Choose the ordered pair that is a solution to the system of equations.
-x + y = 12
x + 2y = 3
a. (7, 5)
b. (5, -7)
c. (-7, 5)
d. (-7, -5)
e. none of the above
This question wants you to find the point of intersection of the two lines, provided they're not parallel.
Solve
-x + y = 12
x + 2y = 3
If you add them together you get
3y=15 so y=5, put that in either equation and solve for x. Try the first one
-x + 5 =12 so -x = 7 or x=-7
The point would be x=-7 and y=5
To solve the system of equations, you can use the method of elimination or substitution. Let's solve it using the method of elimination:
1. Start with the two equations:
-x + y = 12 ------(1)
x + 2y = 3 ------(2)
2. Multiply equation (1) by 2 to make the coefficients of x in both equations the same:
-2x + 2y = 24 ------(3)
3. Add equation (2) and equation (3) to eliminate the x term:
(x + 2y) + (-2x + 2y) = 3 + 24
0x + 4y = 27
4y = 27
y = 27/4
y = 6.75
4. Substitute the value of y back into equation (1) to solve for x:
-x + 6.75 = 12
-x = 12 - 6.75
-x = 5.25
x = -5.25
So, the solution to the system of equations is x = -5.25 and y = 6.75.

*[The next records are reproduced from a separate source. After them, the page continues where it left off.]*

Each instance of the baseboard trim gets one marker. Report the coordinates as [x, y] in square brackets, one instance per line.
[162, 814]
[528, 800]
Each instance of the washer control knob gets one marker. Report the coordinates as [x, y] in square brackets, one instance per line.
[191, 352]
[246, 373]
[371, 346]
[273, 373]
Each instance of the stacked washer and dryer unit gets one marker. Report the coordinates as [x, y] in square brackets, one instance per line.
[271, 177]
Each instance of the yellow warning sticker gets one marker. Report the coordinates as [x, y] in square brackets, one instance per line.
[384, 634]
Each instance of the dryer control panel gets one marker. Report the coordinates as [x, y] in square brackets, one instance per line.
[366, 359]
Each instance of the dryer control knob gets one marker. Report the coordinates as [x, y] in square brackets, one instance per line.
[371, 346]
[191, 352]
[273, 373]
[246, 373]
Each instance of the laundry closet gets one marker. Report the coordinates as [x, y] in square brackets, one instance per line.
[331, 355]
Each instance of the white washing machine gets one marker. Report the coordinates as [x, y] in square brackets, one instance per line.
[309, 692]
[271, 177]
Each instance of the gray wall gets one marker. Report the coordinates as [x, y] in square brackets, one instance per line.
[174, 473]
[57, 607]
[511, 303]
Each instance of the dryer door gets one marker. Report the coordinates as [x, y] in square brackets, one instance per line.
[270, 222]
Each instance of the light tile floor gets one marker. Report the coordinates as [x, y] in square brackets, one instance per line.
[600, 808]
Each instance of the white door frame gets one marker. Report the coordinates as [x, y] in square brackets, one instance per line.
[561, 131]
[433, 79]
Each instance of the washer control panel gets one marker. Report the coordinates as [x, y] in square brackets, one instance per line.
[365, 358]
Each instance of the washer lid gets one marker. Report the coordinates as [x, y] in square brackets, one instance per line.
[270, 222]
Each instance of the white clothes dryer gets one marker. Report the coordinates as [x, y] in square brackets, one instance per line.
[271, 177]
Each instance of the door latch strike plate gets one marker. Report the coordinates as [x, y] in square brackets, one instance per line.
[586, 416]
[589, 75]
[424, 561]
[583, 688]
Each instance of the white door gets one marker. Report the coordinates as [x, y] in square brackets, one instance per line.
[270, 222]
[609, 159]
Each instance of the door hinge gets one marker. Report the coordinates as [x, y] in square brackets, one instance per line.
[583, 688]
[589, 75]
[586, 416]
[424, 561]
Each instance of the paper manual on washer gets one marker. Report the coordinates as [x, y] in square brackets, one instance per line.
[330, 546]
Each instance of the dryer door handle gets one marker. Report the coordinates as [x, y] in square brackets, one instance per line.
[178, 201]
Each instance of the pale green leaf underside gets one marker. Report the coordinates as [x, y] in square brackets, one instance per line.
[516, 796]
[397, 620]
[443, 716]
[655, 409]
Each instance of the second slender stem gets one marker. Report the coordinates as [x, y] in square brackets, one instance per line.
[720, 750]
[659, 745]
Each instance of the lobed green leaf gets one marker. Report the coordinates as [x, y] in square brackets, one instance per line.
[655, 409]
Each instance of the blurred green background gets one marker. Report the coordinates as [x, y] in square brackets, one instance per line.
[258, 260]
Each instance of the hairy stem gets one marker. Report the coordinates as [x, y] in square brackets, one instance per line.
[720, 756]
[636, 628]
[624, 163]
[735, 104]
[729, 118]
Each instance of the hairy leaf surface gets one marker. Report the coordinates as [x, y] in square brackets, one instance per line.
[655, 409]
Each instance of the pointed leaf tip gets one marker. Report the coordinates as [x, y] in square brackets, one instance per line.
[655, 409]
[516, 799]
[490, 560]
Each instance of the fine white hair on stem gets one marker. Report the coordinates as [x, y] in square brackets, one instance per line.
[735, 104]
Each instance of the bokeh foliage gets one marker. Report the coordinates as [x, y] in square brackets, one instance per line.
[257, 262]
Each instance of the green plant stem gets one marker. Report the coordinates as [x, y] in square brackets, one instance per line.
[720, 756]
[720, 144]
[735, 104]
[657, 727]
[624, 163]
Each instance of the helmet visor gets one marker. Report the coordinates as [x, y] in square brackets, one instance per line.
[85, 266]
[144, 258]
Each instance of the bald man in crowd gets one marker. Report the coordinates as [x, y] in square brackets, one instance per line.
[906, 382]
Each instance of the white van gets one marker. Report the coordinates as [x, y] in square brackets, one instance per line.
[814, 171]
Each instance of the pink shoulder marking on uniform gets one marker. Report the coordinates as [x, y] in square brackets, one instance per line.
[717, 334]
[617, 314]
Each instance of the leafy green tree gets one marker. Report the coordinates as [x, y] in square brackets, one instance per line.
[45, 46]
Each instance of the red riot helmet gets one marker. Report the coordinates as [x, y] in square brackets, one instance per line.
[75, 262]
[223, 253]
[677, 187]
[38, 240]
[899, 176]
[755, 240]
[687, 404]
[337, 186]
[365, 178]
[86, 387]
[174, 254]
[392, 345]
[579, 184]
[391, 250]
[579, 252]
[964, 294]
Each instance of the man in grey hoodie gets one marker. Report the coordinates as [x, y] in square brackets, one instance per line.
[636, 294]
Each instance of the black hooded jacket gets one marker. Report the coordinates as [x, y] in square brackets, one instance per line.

Now, let's check which ordered pair is a solution to the system:
a. (7, 5):
-7 + 5 ≠ 12 (not a solution)
b. (5, -7):
-5 + (-7) ≠ 12 (not a solution)
c. (-7, 5):
-(-7) + 5 = 12 (a solution)
d. (-7, -5):
-(-7) + (-5) ≠ 12 (not a solution)
Based on the above analysis, the correct answer is option (c) (-7, 5).